The Brown victory underscores the need for progressives to become progressives. And that means we need to become unapologetic egalitarians--conscientiously pointing out that the Liebermans, Browns, and Emmanuel-Obamanians are corporatists, explaining why that's wrong and calling them out for it. If you're in the Democratic party, it's a lot harder to do that. We need to rally behind pols like Bernie Sanders, Tony Weiner, Dennis Kucinich, and build, build, build the Greens. We need to encourage all these groups that adhere to socialist theory and practice (SWP, SEP, SPUSA etc) to form a large coalition, multiplying their numbers from a few hundred each to several thousand--a good-sized socialist education corps. And we need to develop street theater and performative protest tactics that politically and aesthetically outshine the tea parties.

And we need to do it now. This is not a "reform versus revolution" question, at least not now. It's a question of immediately re-establishing an egalitarian message and presence in politics and culture.



1 comment:

Russell Arben Fox said...

If you're in the Democratic party, it's a lot harder to do that. We need to rally behind pols like Bernie Sanders, Tony Weiner, Dennis Kucinich, and build, build, build the Greens. We need to encourage all these groups that adhere to socialist theory and practice (SWP, SEP, SPUSA etc) to form a large coalition, multiplying their numbers from a few hundred each to several thousand--a good-sized socialist education corps.

I can't disagree with this, Matt. And yet, my heart still says both yes and no. (I know, I know; my patented wishy-washiness, again.) Yes that real egalitarianism--not welfare and subsidies, but real social justice and community-empowering reforms--cannot be built through political victories, but through changes of the heart, through building up an ethos, and that means supporting movements and parties (speaking of which: don't forget the DSA!) who push these ideals, highlight their value, argue for them on their own terms. But no in that such can't be the only implication of Brown's victory.
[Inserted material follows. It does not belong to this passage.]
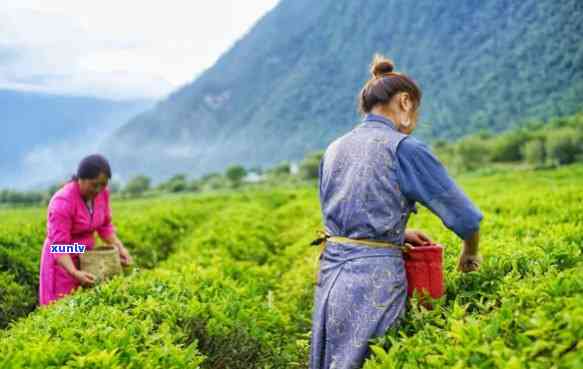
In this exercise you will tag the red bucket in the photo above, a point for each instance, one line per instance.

We can't assume that all battles being fought by corporate liberals are equally irrelevant in the face of the need to build a "socialist education corps." This bill--which may have died last night, but I still think it yet lives--would, if it becomes law, build upon and extend corporate liberalism in the U.S....but for millions of people, the egalitarianism promised by such corporate liberalism is far from worthless. It can mean the difference between solvency and a medical bankruptcy. It can mean the difference between life and death.
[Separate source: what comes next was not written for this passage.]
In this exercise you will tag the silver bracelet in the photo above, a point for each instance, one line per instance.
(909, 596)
The ideal socialist education corps should urge aspiring egalitarians to keep themselves free from aligning with any of the the compromises and give-aways that will obviously attend bail-outs and Wall Street deals, etc. But they shouldn't take from Brown's victory that, in this particular case, working with the ameliorists wasn't worth it, and still isn't. In the matter of health care, I disagree about bad bills being worse than no bills; even bad, colluding bills can be more egalitarian than what we have now.